The Maryland patient's death more than a week ago prompted an investigation by state health officials that led to the announcement Tuesday of the state's first human death from rabies since 1976. Such deaths are rare, with typically just one to three cases diagnosed per year in the U.S., the CDC said.

The investigation revealed that the Maryland recipient had no reported animal exposures, the usual source of rabies transmission to humans. Investigators then confirmed that both the Maryland recipient and the Florida donor had died from the same type of raccoon rabies virus, the CDC said.

This type of type of rabies virus can infect not only raccoons, but also other wild and domestic animals. In the United States, only one other person is reported to have died from a raccoon-type rabies virus, the CDC said.

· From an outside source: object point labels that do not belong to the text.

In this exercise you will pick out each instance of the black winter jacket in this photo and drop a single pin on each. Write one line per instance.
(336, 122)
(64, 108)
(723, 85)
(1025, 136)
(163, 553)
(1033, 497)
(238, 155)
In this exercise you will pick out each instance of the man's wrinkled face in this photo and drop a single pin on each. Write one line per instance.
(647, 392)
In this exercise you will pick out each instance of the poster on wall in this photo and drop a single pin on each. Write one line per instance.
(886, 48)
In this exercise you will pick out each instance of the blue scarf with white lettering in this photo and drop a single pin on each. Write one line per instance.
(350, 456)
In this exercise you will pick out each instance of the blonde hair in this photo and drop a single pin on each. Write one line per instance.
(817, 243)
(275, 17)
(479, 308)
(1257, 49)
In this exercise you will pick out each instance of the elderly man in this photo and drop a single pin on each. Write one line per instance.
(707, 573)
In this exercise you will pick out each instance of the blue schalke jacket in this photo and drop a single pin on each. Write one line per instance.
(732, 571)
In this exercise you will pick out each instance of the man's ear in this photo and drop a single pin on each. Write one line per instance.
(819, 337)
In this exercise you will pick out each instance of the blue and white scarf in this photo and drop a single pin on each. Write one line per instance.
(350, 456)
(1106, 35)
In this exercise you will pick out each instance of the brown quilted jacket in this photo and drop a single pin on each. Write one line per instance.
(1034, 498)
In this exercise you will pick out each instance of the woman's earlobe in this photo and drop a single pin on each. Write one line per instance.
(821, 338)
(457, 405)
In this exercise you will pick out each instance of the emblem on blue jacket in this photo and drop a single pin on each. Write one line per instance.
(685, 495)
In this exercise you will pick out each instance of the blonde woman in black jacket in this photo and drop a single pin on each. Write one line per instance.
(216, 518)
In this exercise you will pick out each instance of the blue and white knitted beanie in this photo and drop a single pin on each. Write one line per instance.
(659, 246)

The organ transplants occurred more than a year before the Maryland recipient became ill and died, a period much longer than the typical rabies incubation period of one to three months. There have been other cases of such long incubation periods, however, the CDC said.

The donor died at a Florida medical facility. At the time of the donor's death, rabies wasn't suspected as the cause and testing for rabies was not performed, the CDC said. Rabies was only recently confirmed as the cause of death after the current investigation began in Maryland, the agency said.